The distribution and habitat associations of non-native plant species in urban riparian habitats
Article first published online: 24 FEB 2009
2006 IAVS - the International Association of Vegetation Science
Journal of Vegetation Science
Volume 17, Issue 4, pages 499–508, August 2006
How to Cite
Maskell, L.C., Bullock, J.M., Smart, S.M., Thompson, K. and Hulme, P.E. (2006), The distribution and habitat associations of non-native plant species in urban riparian habitats. Journal of Vegetation Science, 17: 499–508. doi: 10.1111/j.1654-1103.2006.tb02471.x
- Issue published online: 24 FEB 2009
- Article first published online: 24 FEB 2009
- Received 8 August 2005; Accepted 29 May 2006.
- Biological invasion;
- Habitat preference;
- Plant attribute;
- Species richness
- Stace (1991)
Questions: 1. What are the distribution and habitat associations of non-native (neophyte) species in riparian zones? 2. Are there significant differences, in terms of plant species diversity, composition, habitat condition and species attributes, between plant communities where non-natives are present or abundant and those where non-natives are absent or infrequent? 3. Are the observed differences generic to non-natives or do individual non-native species differ in their vegetation associations?

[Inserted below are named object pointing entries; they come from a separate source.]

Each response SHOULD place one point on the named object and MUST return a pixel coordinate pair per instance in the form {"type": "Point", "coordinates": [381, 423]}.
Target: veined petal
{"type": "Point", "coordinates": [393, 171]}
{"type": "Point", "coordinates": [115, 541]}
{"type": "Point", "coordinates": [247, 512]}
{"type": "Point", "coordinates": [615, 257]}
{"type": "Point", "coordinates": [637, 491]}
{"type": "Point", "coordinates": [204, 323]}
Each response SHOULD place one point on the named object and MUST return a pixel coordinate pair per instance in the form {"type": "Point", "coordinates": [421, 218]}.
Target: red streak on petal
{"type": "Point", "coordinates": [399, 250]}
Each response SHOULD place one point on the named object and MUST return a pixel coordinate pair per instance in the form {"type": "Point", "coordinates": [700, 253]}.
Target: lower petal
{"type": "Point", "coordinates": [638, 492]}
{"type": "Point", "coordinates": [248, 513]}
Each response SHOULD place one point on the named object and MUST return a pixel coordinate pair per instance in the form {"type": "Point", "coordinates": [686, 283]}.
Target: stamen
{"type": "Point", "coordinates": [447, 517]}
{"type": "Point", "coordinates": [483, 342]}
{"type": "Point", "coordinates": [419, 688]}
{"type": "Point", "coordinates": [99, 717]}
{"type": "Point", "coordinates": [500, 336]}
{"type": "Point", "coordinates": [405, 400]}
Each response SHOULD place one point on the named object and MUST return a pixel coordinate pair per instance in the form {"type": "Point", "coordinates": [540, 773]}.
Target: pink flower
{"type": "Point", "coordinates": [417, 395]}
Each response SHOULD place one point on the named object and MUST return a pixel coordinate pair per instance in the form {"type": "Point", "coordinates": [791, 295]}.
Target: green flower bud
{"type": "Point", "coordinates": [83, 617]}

Location: West Midlands Conurbation (WMC), UK.
Methods: 56 sites were located randomly on four rivers across the WMC. Ten 2 m × 2 m quadrats were placed within 15 m of the river to sample vegetation within the floodplain at each site. All vascular plants were recorded along with site information such as surrounding land use and habitat types.
Results: Non-native species were found in many vegetation types and on all rivers in the WMC. There were higher numbers of non-natives on more degraded, human-modified rivers. More non-native species were found in woodland, scrub and tall herb habitats than in grasslands. We distinguish two types of communities with non-natives. In communities colonized following disturbance, in comparison to quadrats containing no non-native species, those with non-natives had higher species diversity and more forbs, annuals and shortlived monocarpic perennials. Native species in quadrats containing non-natives were characteristic of conditions of higher fertility and pH, had a larger specific leaf area and were less stress tolerant or competitive. In later successional communities dominated by particular non-natives, native diversity declined with increasing cover of non-natives. Associated native species were characteristic of low light conditions.
Conclusions: Communities containing non-natives can be associated with particular types of native species. Extrinsic factors (disturbance, eutrophication) affected both native and non-native species. In disturbed riparian habitats the key determinant of diversity is dominance by competitive invasive species regardless of their native or non-native origin.